The plate reverb was invented by the German company EMT in 1957. Since then artificial reverb has been a part of the sound of jazz and pop music. 
Over the decades the artificial reverb has developed tremendously. 
Nowadays one of the most used reverb programs is Altiverb, made right here in Holland. Altiverb has made samples of real acoustic spaces, studio’s, music halls and churches, as well as sampled older equipment like the good old EMT plate reverbs.

EMT 140 reverb unit

It can be problematic to add artificial reverb to a recording that has been recorded with a lot of room sound.
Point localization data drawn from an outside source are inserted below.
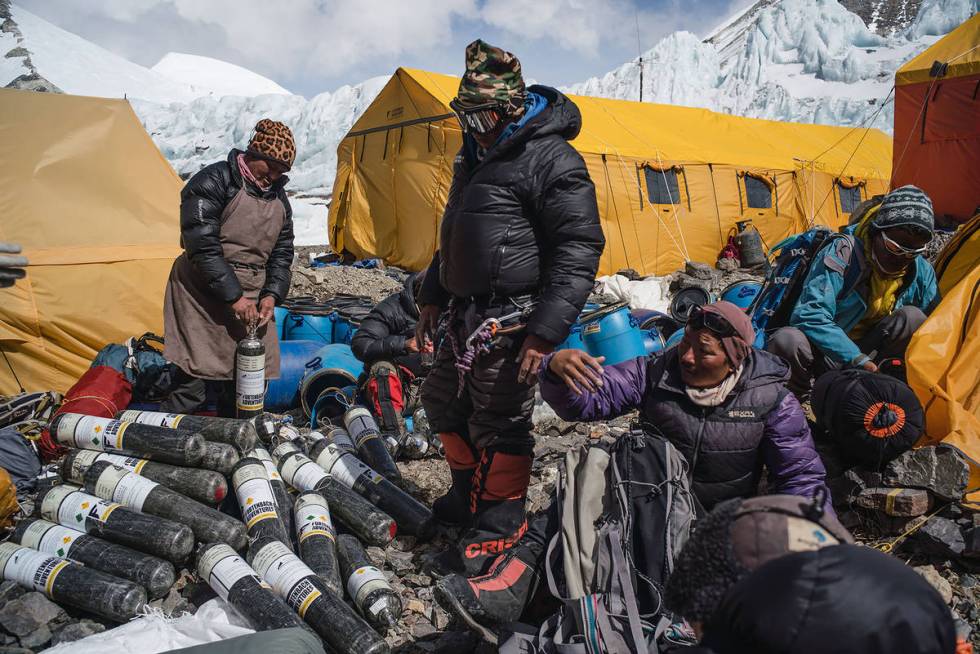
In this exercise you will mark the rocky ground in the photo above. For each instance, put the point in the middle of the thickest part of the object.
(921, 524)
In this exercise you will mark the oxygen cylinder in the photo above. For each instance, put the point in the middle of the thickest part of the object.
(331, 618)
(250, 375)
(117, 484)
(72, 584)
(371, 447)
(71, 507)
(238, 584)
(367, 586)
(205, 486)
(371, 524)
(318, 539)
(749, 242)
(152, 573)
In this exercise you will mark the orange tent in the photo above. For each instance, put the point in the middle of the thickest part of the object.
(937, 122)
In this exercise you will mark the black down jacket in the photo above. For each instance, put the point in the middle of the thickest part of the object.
(842, 599)
(383, 333)
(524, 220)
(202, 201)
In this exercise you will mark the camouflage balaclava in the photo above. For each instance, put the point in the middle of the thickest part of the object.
(492, 74)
In many modern recordings the instruments have been recorded as dry as possible in order to be able to add the artificial reverb without side effects.
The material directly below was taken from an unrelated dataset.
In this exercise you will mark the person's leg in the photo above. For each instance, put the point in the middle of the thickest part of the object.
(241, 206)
But this is yet another reason why I am so happy with studio 2, this hall responds and blends well with artificial reverb, it’s as it was made for it. It’s truly magical. Added reverberation is a matter of taste, like adding spices to your cooking.
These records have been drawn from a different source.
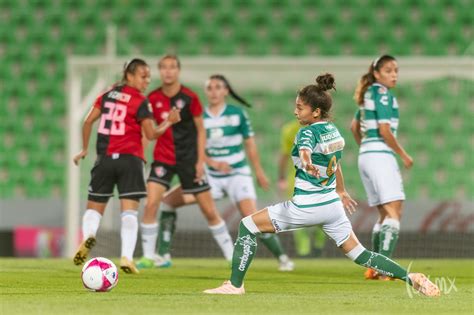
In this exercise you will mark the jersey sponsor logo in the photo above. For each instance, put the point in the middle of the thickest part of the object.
(216, 133)
(180, 103)
(330, 127)
(213, 151)
(160, 171)
(326, 137)
(123, 97)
Some recording engineers have, in my opinion, taken it too far by using so much that the definition and attack of the instruments is no longer audible. Yet others have gone to the other extreme by keeping it completely dry, which can sound very boring if the musicians have been recorded in a dry room or in an isolated booth.
I would like to know how you experience the use of added reverb to recordings. And if possible to name which recordings you find stand out from the crowd.
Looking forward to hearing back from you all.